2. Bibliografische steekkaarten 2.1. Algemeen Bij het opstellen van bibliografische steekkaarten is het van belang steeds op een uniforme wijze te werk te gaan. De steekkaarten worden immers alfabetisch geklasseerd en moeten voldoende inlichtingen bevatten om snel, efficiënt en zonder mogelijkheid van twijfel toe te laten een publicatie terug te vinden. Op een steekkaart komen de volgende gegevens voor: Het hoofdwoord. Doorgaans is dit de familienaam van de auteur, direct gevolgd door de voorna(a)m(en). De eerste voornaam wordt, indien gekend, voluit geschreven, de overige worden in initialen weergegeven. De voornamen worden tussen haakjes geplaatst en gevolgd door een punt. Alle titulatuur (professor, generaal, …) wordt weggelaten. Het hoofdwoord wordt in kapitalen bovenaan links op de steekkaart vermeld. Bij anonieme werken blijft deze plaats leeg.
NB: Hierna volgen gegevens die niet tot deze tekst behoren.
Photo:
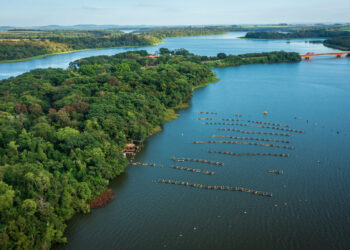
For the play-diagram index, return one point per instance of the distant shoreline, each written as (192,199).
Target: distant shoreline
(68,52)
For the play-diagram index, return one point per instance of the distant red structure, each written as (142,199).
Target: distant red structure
(338,54)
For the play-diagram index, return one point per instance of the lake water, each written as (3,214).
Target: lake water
(310,207)
(205,45)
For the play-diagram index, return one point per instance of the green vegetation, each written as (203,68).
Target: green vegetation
(19,44)
(223,60)
(62,131)
(342,43)
(311,33)
(162,33)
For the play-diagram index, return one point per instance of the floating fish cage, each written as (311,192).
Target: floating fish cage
(208,113)
(247,154)
(252,132)
(207,118)
(273,171)
(197,160)
(250,138)
(228,119)
(193,170)
(252,125)
(215,187)
(247,143)
(143,164)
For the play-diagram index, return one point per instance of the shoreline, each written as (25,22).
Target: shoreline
(71,51)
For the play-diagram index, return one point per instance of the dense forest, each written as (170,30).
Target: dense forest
(62,131)
(20,44)
(342,43)
(310,33)
(189,31)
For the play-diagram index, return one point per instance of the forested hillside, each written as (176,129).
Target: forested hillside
(18,44)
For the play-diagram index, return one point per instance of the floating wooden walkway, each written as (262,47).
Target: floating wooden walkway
(273,171)
(247,143)
(197,160)
(252,132)
(253,125)
(248,154)
(208,119)
(250,138)
(227,188)
(269,123)
(214,113)
(193,170)
(228,119)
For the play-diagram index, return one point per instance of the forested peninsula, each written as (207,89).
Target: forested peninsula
(62,131)
(308,33)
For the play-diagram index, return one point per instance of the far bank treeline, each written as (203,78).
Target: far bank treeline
(62,131)
(308,33)
(22,44)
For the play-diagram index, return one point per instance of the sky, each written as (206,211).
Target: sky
(171,12)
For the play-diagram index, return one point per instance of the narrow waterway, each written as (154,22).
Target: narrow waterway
(310,207)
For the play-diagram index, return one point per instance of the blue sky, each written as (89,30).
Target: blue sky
(170,12)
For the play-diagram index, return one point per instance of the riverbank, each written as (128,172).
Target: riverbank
(73,51)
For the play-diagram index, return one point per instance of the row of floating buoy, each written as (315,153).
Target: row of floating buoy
(197,160)
(273,171)
(251,132)
(143,164)
(247,143)
(215,187)
(193,170)
(248,154)
(251,138)
(207,118)
(252,125)
(269,123)
(228,119)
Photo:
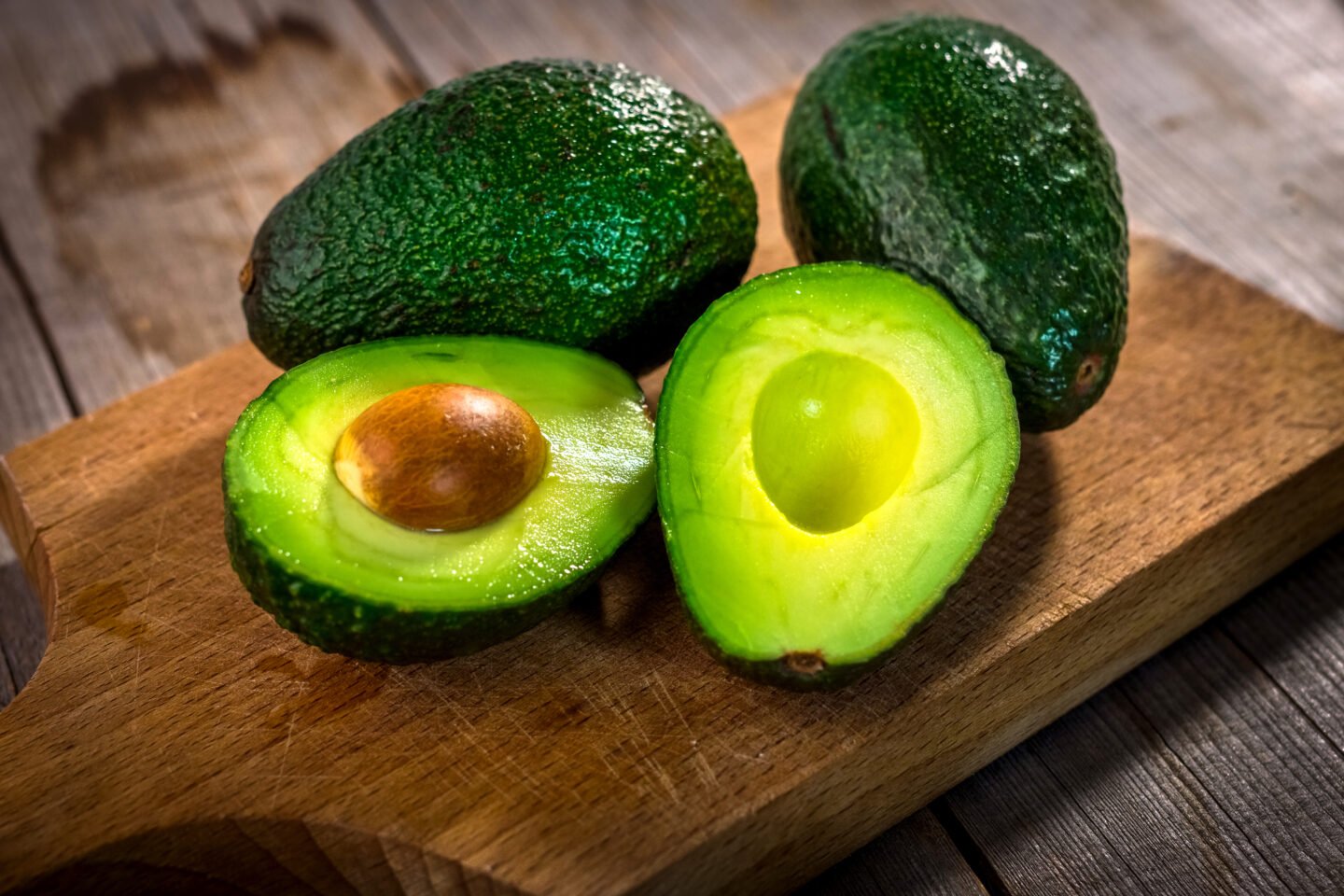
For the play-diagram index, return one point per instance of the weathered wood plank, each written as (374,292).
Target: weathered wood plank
(1225,119)
(1297,638)
(917,857)
(1222,112)
(33,400)
(143,144)
(1195,773)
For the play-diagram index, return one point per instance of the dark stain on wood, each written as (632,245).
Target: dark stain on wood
(91,117)
(156,179)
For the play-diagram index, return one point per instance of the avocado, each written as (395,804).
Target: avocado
(833,443)
(567,202)
(958,152)
(421,497)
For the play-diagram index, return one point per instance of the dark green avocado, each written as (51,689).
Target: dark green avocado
(833,445)
(958,152)
(350,581)
(568,202)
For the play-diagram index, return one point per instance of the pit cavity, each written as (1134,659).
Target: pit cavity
(833,437)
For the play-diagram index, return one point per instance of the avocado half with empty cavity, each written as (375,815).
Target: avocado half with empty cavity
(833,445)
(422,497)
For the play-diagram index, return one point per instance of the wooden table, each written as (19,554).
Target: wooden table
(144,141)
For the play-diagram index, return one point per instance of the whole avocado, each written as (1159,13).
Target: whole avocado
(568,202)
(958,152)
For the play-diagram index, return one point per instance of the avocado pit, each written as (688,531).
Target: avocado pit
(441,457)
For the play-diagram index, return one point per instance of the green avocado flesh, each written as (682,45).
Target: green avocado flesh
(959,153)
(567,202)
(345,580)
(833,445)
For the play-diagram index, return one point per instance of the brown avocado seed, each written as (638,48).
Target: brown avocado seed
(441,457)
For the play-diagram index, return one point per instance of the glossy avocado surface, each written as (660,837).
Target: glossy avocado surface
(567,202)
(958,152)
(351,581)
(833,445)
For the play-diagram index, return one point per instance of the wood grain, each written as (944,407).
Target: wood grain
(134,172)
(917,857)
(1194,771)
(1222,112)
(183,711)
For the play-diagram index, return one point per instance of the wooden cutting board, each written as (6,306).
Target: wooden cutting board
(174,730)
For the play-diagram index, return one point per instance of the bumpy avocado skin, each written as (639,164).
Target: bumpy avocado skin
(338,623)
(570,202)
(958,152)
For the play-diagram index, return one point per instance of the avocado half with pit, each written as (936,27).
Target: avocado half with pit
(421,497)
(833,445)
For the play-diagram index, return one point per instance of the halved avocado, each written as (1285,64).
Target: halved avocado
(833,445)
(315,553)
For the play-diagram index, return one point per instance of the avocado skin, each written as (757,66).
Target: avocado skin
(570,202)
(959,153)
(335,621)
(778,673)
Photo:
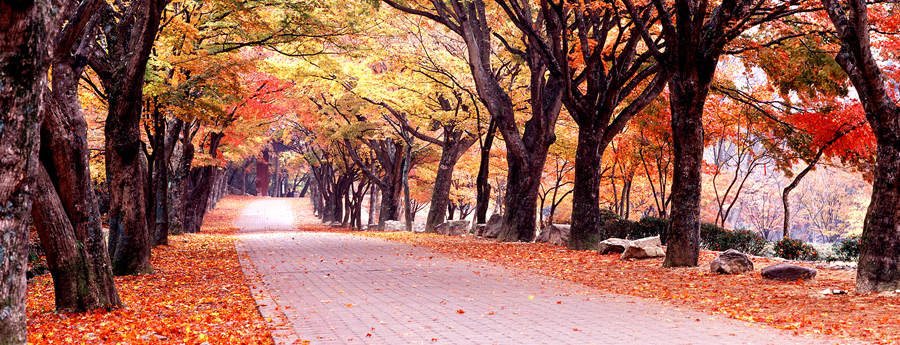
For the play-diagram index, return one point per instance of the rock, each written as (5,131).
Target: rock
(647,242)
(788,272)
(494,226)
(637,252)
(731,262)
(612,245)
(453,228)
(556,234)
(394,225)
(479,229)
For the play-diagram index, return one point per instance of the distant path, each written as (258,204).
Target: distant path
(342,289)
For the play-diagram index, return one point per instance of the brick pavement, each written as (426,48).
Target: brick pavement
(334,288)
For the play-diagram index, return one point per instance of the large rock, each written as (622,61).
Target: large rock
(647,242)
(612,245)
(394,225)
(479,229)
(731,262)
(788,272)
(638,252)
(453,228)
(494,226)
(556,234)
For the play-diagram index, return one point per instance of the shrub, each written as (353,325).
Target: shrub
(847,249)
(792,249)
(713,237)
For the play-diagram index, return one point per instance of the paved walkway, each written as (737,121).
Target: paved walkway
(333,288)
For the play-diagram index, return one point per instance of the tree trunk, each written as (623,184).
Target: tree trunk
(482,184)
(65,161)
(687,99)
(122,75)
(879,258)
(77,286)
(440,196)
(24,31)
(201,183)
(262,174)
(586,226)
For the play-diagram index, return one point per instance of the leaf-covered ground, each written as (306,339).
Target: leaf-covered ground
(796,306)
(196,294)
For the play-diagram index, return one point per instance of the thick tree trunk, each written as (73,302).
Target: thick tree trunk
(122,76)
(65,156)
(440,196)
(687,99)
(78,285)
(262,174)
(482,183)
(24,30)
(586,190)
(201,183)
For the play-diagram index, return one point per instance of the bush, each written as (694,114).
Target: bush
(713,237)
(847,249)
(792,249)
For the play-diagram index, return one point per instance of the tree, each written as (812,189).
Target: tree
(66,213)
(879,261)
(698,35)
(120,61)
(25,31)
(602,65)
(527,148)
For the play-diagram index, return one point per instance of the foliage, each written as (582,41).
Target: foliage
(792,249)
(196,294)
(651,226)
(714,237)
(847,249)
(788,305)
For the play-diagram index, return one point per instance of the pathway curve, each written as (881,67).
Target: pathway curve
(332,288)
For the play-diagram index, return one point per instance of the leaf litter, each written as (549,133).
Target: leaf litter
(796,306)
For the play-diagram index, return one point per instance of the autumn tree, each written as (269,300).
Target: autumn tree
(26,30)
(527,147)
(66,211)
(879,261)
(698,33)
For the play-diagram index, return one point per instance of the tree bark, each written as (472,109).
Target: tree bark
(482,184)
(262,174)
(879,258)
(121,68)
(24,60)
(454,146)
(200,185)
(64,155)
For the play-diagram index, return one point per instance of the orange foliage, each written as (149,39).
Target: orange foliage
(196,294)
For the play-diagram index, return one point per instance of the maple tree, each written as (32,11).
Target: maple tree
(27,29)
(878,270)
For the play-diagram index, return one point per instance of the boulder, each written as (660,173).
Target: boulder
(647,242)
(453,228)
(556,234)
(612,245)
(638,252)
(788,272)
(731,262)
(494,226)
(394,225)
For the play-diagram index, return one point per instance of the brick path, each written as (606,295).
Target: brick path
(341,289)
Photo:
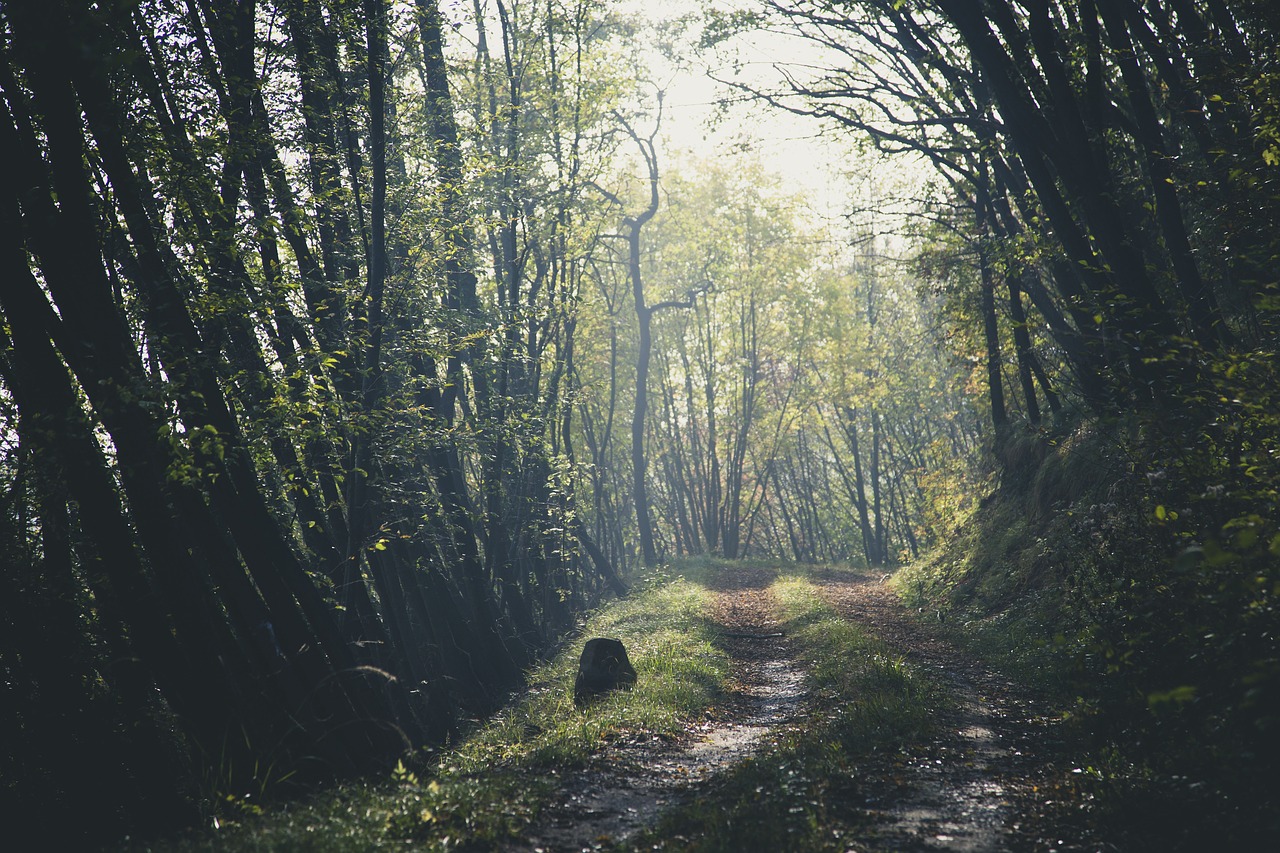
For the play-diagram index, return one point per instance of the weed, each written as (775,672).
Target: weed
(481,793)
(801,792)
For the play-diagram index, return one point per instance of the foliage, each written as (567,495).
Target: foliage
(867,701)
(481,792)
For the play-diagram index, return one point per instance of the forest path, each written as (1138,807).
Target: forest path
(629,784)
(959,792)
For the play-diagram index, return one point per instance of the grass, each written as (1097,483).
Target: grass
(801,792)
(483,792)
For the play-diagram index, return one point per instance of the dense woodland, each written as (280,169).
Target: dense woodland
(351,350)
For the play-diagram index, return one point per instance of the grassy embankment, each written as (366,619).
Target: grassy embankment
(801,792)
(487,788)
(1132,574)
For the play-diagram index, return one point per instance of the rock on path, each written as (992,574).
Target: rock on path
(630,783)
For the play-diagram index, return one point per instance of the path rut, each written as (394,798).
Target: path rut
(629,784)
(960,792)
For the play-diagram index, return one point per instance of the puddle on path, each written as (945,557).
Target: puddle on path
(626,788)
(959,793)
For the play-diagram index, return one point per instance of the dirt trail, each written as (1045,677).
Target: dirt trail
(958,793)
(625,788)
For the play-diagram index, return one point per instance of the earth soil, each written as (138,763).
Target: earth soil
(956,793)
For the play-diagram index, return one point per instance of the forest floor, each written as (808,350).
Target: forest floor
(777,710)
(960,788)
(631,781)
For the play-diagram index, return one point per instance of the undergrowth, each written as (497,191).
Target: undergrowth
(480,793)
(801,790)
(1130,570)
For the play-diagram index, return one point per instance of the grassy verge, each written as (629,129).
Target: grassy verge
(487,789)
(801,792)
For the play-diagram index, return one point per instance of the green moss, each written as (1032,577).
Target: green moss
(481,793)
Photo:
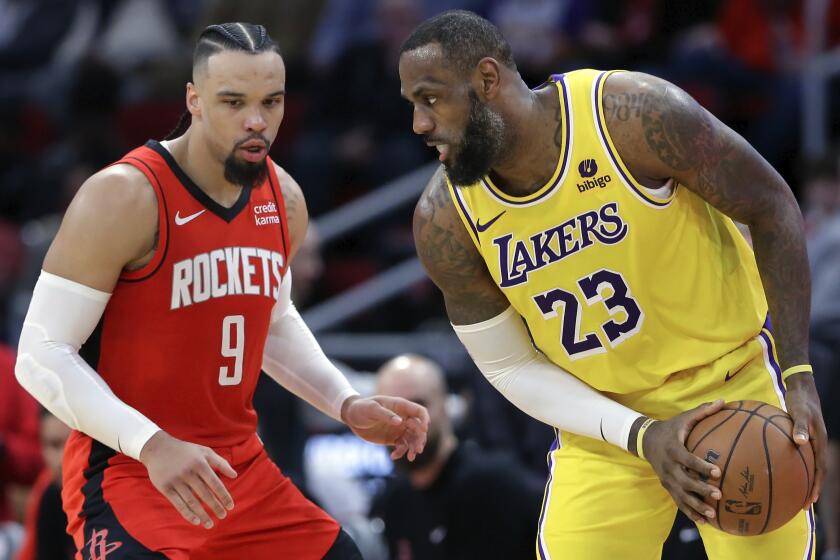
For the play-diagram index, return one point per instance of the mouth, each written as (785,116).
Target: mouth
(443,150)
(253,151)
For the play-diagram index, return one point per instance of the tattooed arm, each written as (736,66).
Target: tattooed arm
(661,132)
(499,344)
(297,215)
(451,259)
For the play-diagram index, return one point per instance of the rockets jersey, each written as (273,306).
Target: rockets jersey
(617,285)
(182,337)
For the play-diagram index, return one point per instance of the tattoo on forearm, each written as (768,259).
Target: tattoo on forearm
(732,177)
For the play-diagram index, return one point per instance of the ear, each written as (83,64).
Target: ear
(488,78)
(193,100)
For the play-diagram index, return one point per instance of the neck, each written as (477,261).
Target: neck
(532,143)
(193,155)
(425,477)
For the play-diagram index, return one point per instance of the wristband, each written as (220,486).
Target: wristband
(640,437)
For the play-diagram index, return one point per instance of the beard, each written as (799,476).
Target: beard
(245,173)
(481,144)
(429,456)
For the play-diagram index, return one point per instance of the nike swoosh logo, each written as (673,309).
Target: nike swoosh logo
(179,221)
(483,227)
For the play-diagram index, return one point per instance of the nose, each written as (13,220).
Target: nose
(422,123)
(255,122)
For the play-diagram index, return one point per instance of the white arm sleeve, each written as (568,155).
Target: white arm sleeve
(503,351)
(294,359)
(61,317)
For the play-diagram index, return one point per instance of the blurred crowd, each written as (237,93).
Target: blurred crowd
(84,81)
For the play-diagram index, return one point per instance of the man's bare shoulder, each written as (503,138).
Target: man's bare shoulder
(111,223)
(297,214)
(451,258)
(118,191)
(435,206)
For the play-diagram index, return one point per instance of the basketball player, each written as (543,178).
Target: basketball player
(180,251)
(582,239)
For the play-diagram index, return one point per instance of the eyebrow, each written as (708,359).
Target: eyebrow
(427,83)
(226,93)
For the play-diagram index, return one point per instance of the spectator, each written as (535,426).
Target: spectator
(46,535)
(822,215)
(440,506)
(20,455)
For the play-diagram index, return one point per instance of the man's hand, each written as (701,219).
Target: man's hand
(184,473)
(388,421)
(803,405)
(680,471)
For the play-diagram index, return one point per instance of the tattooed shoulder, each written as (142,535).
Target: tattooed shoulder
(297,215)
(451,259)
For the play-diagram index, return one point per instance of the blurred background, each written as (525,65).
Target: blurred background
(84,81)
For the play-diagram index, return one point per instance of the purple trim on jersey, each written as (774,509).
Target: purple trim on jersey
(768,324)
(466,214)
(612,154)
(554,446)
(776,369)
(559,78)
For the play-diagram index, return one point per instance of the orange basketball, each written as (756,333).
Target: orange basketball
(766,478)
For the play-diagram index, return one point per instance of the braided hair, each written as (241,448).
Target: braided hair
(247,37)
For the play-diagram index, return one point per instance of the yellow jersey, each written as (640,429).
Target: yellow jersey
(616,284)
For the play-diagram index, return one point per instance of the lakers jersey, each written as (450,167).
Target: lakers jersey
(617,285)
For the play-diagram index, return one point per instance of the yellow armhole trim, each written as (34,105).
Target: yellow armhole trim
(461,207)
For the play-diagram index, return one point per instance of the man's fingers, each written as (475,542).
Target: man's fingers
(801,433)
(690,483)
(193,504)
(820,461)
(704,410)
(188,505)
(175,499)
(201,489)
(399,451)
(695,508)
(694,463)
(218,463)
(208,476)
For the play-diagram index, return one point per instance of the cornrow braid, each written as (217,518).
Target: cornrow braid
(237,36)
(215,38)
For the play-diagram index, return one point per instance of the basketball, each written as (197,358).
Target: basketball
(765,477)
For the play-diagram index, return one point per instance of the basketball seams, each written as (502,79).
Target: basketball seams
(769,474)
(728,460)
(722,422)
(809,482)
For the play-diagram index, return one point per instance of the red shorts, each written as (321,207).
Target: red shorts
(115,513)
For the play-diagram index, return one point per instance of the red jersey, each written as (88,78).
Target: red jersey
(182,337)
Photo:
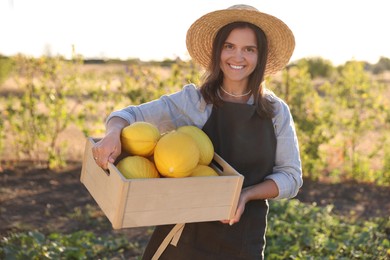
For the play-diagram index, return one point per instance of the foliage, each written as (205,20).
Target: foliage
(43,111)
(295,231)
(6,67)
(78,245)
(335,111)
(382,65)
(318,67)
(299,231)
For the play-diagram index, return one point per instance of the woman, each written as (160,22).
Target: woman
(250,128)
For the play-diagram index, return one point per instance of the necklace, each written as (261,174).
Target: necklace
(234,95)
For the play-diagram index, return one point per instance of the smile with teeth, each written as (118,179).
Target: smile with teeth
(236,67)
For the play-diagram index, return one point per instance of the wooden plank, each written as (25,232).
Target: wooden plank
(173,216)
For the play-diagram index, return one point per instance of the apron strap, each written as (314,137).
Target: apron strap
(172,238)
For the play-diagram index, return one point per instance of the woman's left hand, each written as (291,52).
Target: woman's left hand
(240,209)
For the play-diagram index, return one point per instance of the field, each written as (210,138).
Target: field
(341,212)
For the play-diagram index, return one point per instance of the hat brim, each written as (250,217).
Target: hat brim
(201,34)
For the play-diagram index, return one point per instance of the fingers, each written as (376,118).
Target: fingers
(103,156)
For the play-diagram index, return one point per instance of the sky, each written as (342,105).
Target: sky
(336,30)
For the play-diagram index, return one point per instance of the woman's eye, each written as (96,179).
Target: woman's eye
(228,46)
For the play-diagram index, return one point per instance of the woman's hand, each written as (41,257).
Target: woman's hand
(240,208)
(264,190)
(109,148)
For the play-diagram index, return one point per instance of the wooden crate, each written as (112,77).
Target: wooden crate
(158,201)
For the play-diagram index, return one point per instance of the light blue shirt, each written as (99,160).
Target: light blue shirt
(187,107)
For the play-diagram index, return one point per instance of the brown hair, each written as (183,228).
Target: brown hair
(213,78)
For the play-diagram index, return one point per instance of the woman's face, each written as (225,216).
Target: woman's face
(239,55)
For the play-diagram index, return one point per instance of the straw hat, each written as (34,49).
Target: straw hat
(201,34)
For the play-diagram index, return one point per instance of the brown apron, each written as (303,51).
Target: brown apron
(247,142)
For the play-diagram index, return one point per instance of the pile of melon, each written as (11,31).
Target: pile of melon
(184,152)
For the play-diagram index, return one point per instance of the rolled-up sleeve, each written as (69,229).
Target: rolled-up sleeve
(287,172)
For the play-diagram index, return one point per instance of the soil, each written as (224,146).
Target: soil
(49,201)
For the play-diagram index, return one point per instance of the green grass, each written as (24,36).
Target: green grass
(295,231)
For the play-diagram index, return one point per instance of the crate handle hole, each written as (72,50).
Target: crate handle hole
(217,165)
(107,172)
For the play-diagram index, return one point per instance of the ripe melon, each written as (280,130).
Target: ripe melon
(203,170)
(137,167)
(140,138)
(204,143)
(176,155)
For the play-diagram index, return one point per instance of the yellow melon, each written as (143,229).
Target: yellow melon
(204,143)
(137,167)
(140,138)
(202,171)
(176,154)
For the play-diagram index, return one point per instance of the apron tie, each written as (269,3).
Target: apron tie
(172,238)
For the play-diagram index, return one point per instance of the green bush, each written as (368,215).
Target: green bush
(295,231)
(300,231)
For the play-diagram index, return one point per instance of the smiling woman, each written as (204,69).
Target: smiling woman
(238,47)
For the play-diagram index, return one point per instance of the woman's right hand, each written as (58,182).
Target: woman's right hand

De steekkaart wordt dan geklasseerd op het eerste belangrijke woord van de titel. Lidwoorden en rangtelwoorden worden niet als "hoofdwoord" beschouwd. De titel van de publicatie komt in het midden van de steekkaart. De titel (en eventueel de ondertitel) van een boek wordt onderlijnd en gevolgd door een punt. De titel van een artikel wordt niet onderlijnd maar tussen aanhalingstekens geschreven.
14 Het bibliografisch adres komt onderaan links te staan. De gegevens in het bibliografisch adres volgen direct op elkaar, gescheiden door een komma en gevolgd door een punt.
2.2. Voorbeelden van titelbeschrijvingen Boek met één auteur
VERHULST (A.). The Rise of Cities in North-West Europe. Cambridge, University Press, 1999, 174 p.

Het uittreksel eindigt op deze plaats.